Computer Vision-Image Classification of Furniture & Home Goods
Group Members:
Li Qin, lemeoqin@gwu.edu GWID: G24923341
Meixin Wang, meixin_wang@gwu.edu GWID: G23968837
This is a class project for CSCI 4527/6527 Computer Vision at George Washington University.
1. Introduction
1.1. Problem and real-world application
The boom of e-commerce enables consumers to shop everywhere. Shoppers tend to move from offline to online stores for the convenience of searching for massive goods and looking for the best deal.
Online shopping represents challenges in indexing and searching, which requires accurate and fast recognition of product categories. In traditional e-commerce, tags are defined and added by sellers. The main problem of manual classification is, on the one hand, energy and effort spent on processing a mass of data. On the other hand, the personally defined attribute may not sufficiently characterize all the visual style elements. Especially on platforms like eBay, the same item is listed with different tags by different users.
The problems of labor cost and label inconsistency can be addressed by automatic image recognition and classification realized by deep learning. However, many of today’s recognition machines are confronted with challenges in real-world applications, where fine-grained visual categorization is required. It is difficult for the machine to perceive subtle differences between attribute sub-categories, such as stock pot vs. saucepan, yet these differences could be important for shopping decisions. Tackling issues like this are also the subject of iMaterialist Challenge (Furniture) at FGVC5 from Kaggle.
Lots of applications can be enhanced by applying fine-grained furniture classification:
More specific searching function. For example, users of Craigslist can search for “antique Chinese dish set” rather than “plate” because more tags can be added to a large amount images automatically in computer vision.
Similar style retrieval. In Taobao, the online store operated by Alibaba, the “look for similar items” function is popular, where shoppers can find similar items in popular TV shows. Automatic labeling can provide accurate result based on subtle visual differences.
Interior design recommendation. Amazon can recommend loft bed to shoppers who have viewed images of kids plate in online store and market among target consumers.
1.2. Example Output
For example, on Craigslist, after seller upload one image, the fine-grained tag is generated automatically. The images will be listed in different sub-categories of one attribute to provide more accurate searching and traversal.
2. Related Work
Image classification is the task of predicting the label of an input image from a fixed set of categories. This is one of the core problems in Computer Vision. Challenges associated with this task include viewpoint variation, scale variation, deformation, occlusion, illumination conditions, background clutter and intra-class variation.
Intra-class variation refers to relatively broad subclasses within one class of interest, which can be coped with by fine-grained classification. In contrast to general object recognition task, it is more efficient to learn differences in critical parts of the same class to discriminate sub-classes rather than learning the whole image. [1]
2.1 A Review of CNN
Convolutional Neural Network (CNN) is a kind of deep and feed-forward neural networks.
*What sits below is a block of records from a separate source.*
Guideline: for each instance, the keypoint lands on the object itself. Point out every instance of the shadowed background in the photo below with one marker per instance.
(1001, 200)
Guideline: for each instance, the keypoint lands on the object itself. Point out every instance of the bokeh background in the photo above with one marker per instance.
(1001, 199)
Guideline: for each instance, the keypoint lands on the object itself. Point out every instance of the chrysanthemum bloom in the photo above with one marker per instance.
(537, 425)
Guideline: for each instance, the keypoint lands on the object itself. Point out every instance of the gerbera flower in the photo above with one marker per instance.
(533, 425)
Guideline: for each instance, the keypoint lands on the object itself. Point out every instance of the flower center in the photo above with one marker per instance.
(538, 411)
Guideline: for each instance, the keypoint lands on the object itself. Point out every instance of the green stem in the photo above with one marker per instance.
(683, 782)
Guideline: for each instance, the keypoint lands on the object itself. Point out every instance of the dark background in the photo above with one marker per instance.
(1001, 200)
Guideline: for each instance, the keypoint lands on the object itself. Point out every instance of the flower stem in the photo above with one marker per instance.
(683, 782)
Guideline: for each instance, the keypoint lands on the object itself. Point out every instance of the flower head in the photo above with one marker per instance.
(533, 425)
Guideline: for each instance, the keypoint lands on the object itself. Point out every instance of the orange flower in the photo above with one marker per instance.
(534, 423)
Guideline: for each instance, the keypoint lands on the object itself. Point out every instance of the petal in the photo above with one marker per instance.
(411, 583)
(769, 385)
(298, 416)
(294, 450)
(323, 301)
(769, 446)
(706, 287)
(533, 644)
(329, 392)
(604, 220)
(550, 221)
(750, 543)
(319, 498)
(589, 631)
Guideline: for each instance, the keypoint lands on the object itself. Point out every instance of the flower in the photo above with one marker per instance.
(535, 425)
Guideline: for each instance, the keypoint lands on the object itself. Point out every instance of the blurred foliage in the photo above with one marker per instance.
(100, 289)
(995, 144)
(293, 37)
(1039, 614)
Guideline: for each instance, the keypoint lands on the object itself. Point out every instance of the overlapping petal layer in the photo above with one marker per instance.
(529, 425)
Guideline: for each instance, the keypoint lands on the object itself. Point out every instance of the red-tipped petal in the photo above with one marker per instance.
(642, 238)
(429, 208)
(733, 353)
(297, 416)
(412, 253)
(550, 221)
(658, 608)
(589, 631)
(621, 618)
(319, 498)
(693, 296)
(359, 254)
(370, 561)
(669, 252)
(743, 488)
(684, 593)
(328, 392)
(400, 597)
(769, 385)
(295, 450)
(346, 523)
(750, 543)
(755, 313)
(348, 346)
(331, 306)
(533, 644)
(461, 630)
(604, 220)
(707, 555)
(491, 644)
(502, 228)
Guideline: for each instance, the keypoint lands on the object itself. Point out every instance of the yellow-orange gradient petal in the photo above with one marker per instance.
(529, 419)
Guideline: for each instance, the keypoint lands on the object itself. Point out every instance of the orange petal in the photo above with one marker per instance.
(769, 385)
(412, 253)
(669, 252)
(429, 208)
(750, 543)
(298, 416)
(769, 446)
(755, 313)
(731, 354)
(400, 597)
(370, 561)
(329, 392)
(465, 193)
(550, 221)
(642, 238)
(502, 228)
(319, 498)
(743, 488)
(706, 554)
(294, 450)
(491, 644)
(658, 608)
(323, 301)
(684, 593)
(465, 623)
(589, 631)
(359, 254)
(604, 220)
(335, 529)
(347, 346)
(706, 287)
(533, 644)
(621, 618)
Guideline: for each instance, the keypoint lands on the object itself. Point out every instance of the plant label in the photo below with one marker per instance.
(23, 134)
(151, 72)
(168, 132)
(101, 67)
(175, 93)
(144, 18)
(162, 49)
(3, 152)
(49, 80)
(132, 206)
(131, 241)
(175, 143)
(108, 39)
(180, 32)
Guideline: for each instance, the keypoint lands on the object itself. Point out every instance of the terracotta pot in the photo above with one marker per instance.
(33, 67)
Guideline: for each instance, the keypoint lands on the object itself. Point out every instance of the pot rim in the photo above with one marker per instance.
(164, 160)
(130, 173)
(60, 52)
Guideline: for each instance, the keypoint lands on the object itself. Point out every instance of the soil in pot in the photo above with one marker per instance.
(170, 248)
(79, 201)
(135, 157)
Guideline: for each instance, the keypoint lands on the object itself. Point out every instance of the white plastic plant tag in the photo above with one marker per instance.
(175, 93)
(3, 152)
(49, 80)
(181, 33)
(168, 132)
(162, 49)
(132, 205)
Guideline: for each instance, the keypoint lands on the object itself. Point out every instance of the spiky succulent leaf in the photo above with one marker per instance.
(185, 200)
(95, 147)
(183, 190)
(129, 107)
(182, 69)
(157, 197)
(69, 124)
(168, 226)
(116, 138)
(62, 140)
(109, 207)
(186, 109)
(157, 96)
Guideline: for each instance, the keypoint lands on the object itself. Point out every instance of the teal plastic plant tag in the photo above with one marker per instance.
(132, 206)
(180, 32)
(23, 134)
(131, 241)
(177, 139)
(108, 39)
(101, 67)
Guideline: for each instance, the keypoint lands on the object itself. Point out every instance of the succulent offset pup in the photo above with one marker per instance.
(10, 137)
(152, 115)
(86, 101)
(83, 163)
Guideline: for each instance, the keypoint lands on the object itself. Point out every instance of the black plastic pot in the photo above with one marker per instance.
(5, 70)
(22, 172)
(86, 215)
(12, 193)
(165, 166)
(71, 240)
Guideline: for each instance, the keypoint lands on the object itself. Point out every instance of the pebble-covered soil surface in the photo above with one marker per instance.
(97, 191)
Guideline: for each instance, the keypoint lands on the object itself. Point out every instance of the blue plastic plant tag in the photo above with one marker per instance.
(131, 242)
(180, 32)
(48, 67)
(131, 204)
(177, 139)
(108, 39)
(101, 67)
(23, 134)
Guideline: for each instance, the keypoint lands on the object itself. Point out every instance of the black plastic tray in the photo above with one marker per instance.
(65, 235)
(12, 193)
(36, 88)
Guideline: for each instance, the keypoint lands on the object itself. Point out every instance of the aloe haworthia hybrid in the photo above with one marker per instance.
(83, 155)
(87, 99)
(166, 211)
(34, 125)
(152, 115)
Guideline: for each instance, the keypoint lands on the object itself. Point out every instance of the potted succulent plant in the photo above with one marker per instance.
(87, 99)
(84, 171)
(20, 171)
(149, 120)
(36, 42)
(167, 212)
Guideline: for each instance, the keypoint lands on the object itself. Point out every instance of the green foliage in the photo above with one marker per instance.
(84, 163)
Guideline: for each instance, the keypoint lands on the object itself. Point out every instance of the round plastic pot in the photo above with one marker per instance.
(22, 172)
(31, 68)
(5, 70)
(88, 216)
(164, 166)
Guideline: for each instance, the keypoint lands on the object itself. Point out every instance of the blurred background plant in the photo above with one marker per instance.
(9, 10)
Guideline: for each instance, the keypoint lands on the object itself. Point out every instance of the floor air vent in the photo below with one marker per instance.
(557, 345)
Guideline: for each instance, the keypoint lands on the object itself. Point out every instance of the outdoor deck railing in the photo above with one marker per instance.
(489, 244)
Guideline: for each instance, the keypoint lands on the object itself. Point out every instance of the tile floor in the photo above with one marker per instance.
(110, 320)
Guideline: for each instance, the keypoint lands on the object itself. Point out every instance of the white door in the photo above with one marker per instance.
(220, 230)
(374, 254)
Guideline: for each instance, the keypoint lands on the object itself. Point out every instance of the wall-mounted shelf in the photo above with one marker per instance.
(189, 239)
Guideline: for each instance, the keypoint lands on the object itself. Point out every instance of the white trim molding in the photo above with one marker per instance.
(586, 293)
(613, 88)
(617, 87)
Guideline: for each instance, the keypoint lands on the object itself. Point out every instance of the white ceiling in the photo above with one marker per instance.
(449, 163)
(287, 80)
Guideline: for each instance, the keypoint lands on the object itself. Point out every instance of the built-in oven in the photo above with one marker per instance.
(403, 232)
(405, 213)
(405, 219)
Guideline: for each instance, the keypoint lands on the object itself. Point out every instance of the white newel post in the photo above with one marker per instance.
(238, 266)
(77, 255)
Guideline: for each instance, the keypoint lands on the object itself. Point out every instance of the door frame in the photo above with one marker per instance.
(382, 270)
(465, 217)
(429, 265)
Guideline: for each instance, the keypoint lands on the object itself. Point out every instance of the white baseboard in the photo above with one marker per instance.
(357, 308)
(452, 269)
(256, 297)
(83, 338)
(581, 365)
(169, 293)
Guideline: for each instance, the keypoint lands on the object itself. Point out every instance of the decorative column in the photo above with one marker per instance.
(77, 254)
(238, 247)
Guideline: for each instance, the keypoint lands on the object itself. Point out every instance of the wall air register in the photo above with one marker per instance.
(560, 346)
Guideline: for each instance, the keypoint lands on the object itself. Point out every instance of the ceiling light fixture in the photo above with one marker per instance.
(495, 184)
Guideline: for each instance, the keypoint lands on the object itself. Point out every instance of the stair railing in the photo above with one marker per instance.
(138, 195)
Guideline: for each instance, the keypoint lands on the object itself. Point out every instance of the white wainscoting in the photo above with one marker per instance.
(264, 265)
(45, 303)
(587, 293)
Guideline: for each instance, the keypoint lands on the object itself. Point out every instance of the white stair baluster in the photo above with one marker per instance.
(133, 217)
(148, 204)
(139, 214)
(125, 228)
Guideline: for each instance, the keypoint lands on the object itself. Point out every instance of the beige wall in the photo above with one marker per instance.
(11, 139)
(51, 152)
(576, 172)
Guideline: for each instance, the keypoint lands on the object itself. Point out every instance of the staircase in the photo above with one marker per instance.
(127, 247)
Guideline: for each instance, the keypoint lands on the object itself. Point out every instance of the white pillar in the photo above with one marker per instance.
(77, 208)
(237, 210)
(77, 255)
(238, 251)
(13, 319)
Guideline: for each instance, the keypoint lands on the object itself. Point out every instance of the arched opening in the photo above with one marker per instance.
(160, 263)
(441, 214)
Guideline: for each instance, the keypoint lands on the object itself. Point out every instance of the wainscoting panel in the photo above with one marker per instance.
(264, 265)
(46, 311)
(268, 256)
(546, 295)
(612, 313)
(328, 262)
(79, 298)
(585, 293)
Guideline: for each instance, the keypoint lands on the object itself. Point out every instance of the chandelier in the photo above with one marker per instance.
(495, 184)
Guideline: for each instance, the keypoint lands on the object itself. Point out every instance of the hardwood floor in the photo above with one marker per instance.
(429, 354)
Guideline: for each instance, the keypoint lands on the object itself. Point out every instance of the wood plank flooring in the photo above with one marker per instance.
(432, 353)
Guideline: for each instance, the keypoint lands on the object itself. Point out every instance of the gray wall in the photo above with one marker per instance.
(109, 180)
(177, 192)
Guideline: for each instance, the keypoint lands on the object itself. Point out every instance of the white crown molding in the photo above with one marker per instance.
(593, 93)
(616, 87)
It attracts many attentions nowadays. Jiuxiang Gu et al[2]. had reported that (as shown in Figure 2) CNN was used in many fields, such as image classification, object detection, pose estimation, visual saliency detection, and action recognition. For these applications, CNN is most used to extract and identify information from the pictures. For convolution, it is a mathematical operation that produces a third function with two other functions. In this research, the convolution operation is a matrix and acts as an image filter that extracts specified information from a picture. In addition, there are two important concepts about CNN, translation invariance, and weight sharing. For example, in a picture, there is a cat. No matter the cat is on the left or right of the picture, it could also be identified by CNN. This is translation invariance. To achieve this, the weighted value and bias should be same in the same layer, which is weight sharing.
Figure 3 shows how the CNN algorithm works. For an image, the filter, which is also called kernels, is the same in one feature maps according to weight sharing. There could be several different filters, and each one will extract and identify different information from the input image. After convolutions, there would be an operation called subsampling or pooling, which combine the outputs of neuron clusters into one single neuron. For example, max pooling would use the maximum value from a 2*2 clusters into one neuron in the next layer. After repeating above two steps, full connections neural network would be used to get the final results.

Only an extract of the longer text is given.